Man,
people get pretty fucking excited and nutso when they think they've
discovered something. I remember calling National Geographic
when I discovered this concrete shaft near Lake Rhoda that I believe
was never known to man until I found it. I mean, how fucking cool
is that?
The
folks at National Geographic wanted nothing to do with
the story of the Filthy Shaft; something about needing space for
a pictorial on naked African chicks. Still, I told everyone I
knew about the shaft, and bragged how it has been there for centuries,
maybe millenniums, as an unknown treasure. And did the Dorito
bag and Mountain Dew can at the bottom of this previously unknown
treasure mean that our civilization was created in the distant
past by space aliens geek programmers? Good question for archeologists
to answer, although I have to confess that the discovery site
has been defaced. A man's gotta go some place to take a shit when
he feels unwanted at home and ate too many bean and cheese burritos
from the 7-Eleven.
I
think people go into low-budget movies with the same attitude,
thinking that because it's small and poorly made that it is their
discovery, and they take pride in it and cut it some slack. It's
like the Olympics, where some assholes get a swelled head because
of the actions of some stranger, just because you're from the
same country, or because you paid nine bucks to see their movie.
That's
gotta be what's going on with this crap-ass, whiny independent
movie Open Water. Man, there just ain't much there, and
still a lot of people talk it up. It's because it was made cheap,
so it feels like some sort of discovery. While big budget often
means lousy script and too many hacks spending the money, low-budget
doesn't automatically mean quality. Some people think so, but
they are usually the pretentious sorts of assholes who see their
movies in theaters where cappuccino and brie are served.
You
sure as hell don't have to be smart or have a good idea to have
no money. Look at me. Any jackass with no money can make a movie,
and do a shitty job. So I ain't cutting no slack for a movie that
was made cheap, because I still have to pay nine boners to see
it. Look, I'm not asking for fancy special effects or big stars.

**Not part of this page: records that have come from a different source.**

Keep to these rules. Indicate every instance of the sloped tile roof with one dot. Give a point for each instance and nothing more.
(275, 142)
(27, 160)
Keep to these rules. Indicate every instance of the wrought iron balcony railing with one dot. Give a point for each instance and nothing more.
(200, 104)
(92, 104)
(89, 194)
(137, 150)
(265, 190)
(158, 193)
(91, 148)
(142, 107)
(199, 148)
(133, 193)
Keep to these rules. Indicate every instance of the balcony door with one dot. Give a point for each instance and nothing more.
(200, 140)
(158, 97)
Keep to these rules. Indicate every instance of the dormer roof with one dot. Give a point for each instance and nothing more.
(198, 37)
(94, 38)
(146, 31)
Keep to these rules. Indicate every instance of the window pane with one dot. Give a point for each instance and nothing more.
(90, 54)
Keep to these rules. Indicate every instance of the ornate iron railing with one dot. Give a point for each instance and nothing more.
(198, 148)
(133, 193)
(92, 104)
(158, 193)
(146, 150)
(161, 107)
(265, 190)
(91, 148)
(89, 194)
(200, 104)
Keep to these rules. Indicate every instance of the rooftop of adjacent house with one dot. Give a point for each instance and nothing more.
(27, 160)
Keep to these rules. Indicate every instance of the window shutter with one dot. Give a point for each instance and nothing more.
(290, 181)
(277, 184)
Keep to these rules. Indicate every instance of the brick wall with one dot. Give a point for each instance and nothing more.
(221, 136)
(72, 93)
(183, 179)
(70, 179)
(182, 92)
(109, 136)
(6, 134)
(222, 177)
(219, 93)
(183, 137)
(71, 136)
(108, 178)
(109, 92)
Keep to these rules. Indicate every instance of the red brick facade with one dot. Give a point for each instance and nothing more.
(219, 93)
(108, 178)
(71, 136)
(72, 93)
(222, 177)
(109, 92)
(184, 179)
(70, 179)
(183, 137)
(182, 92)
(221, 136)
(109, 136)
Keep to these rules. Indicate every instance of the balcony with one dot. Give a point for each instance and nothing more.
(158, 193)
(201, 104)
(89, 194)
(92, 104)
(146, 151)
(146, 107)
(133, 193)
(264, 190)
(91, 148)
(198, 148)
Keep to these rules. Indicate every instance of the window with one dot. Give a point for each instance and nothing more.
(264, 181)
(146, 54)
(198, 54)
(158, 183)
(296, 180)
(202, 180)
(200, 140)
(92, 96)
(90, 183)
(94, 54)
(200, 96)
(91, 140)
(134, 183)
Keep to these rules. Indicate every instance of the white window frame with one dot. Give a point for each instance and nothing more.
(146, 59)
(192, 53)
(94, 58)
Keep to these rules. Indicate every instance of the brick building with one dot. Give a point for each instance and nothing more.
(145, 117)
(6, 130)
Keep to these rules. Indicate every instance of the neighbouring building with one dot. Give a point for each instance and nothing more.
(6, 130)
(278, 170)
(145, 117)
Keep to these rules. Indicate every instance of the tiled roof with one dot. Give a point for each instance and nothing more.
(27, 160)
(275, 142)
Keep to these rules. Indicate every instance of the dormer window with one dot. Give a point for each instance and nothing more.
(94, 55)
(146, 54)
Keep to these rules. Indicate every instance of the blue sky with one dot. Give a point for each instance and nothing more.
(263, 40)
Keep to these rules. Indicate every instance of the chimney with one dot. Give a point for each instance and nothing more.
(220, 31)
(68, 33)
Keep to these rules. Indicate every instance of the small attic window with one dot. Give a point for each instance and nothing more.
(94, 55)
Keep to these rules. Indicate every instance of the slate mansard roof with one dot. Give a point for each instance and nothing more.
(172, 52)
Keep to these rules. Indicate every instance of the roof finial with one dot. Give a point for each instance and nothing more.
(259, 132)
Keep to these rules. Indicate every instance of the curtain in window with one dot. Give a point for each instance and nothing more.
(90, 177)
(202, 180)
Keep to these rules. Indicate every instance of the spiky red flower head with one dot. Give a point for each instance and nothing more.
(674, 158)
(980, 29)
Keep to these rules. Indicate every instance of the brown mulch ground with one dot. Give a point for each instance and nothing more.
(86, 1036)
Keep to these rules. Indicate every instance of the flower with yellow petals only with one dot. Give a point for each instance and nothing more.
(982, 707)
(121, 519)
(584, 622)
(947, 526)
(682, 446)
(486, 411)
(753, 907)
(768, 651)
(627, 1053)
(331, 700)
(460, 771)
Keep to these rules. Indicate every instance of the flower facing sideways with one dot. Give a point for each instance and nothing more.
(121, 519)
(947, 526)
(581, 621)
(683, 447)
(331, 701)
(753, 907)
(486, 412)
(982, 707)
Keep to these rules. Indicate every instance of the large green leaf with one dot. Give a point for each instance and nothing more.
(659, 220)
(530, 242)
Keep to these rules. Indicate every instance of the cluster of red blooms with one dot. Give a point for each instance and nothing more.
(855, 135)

I'll settle for decent dialogue, a good story and some tits. Open
Water has a flash of tits, five minutes of good story, and
no good dialogue whatsoever.
Based
on a true story that'd make a good cocktail party anecdote, Open
Water is the tale of two whiny yuppies who get left behind
by their diving boat in shark-infested waters. Perhaps the story
would be more interesting if you didn't know the couple dies in
the end. But now we all know that. The movie's objective, then,
is to pad out 79 minutes between its start and its inevitable
conclusion.
Open
Water pads out its playing time with brutally boring shots
of people packing, unpacking, lying in bed, almost fucking, whining
and bickering with passive-aggressiveness, and finally bobbing
around in the water saying "What's that?", "I felt something!"
and "Don't look! Don't look!" The repetition gets tiresome faster
riding a bicycle while smoking unfiltered Lucky Strikes.
I
think the point is to show us an average couple stuck in extraordinary
circumstances, but these people aren't average enough to be worth
giving a shit about. Actually, maybe they're average for the people
you'd find drinking at the bar in an Applebee's. But I don't drink
at Applebee's for that reason. I hate whiny, pushy, career-obsessed
stereotypes more than I hate soft-core porn. The movie makes a
few clumsy stabs at defining the couple's relationship, showing
they are tired of the tedium and bored with each other. The movie
goes for a low-budget feel of realness, but for that I can watch
moms slapping their kids around at K-Mart. Reality is fine, but
I want a more interesting reality that reveals more than this
from my movies.
And
fuck if this isn't one cheap-ass looking movie. It wears its cheapness
like a badge of honor, but low-budget should only be something
to be proud of when you don't spend the whole God damn time in
the theater thinking about how cheap it looks. The cinematography
is B-grade repetition of the same images. It's close-up of the
struggling couple, followed by a medium shot of water and sky,
then back again. The sharks thrashing about even get to be pretty
redundant. The continuity is appalling with the sky changing from
light to dark and back and cloudy to sunny without much consistency.
The water takes on different colors from shot to shot. And the
picture quality is worse than an eight-millimeter film I once
saw of a woman fucking an elk and then being trampled by it. Well,
it was either that or a high-school driver's training film. Like
I said, the picture quality sucked. Either way, man, did that
movie give me a hard-on. The digital video images are flat, blurry
and better suited to a television than a movie screen.
Overall,
Open Water is a pretty bad fucking movie. Probably the
better story is how it was made using real sharks, but I didn't
pay to see that. Two Fingers for Open Water.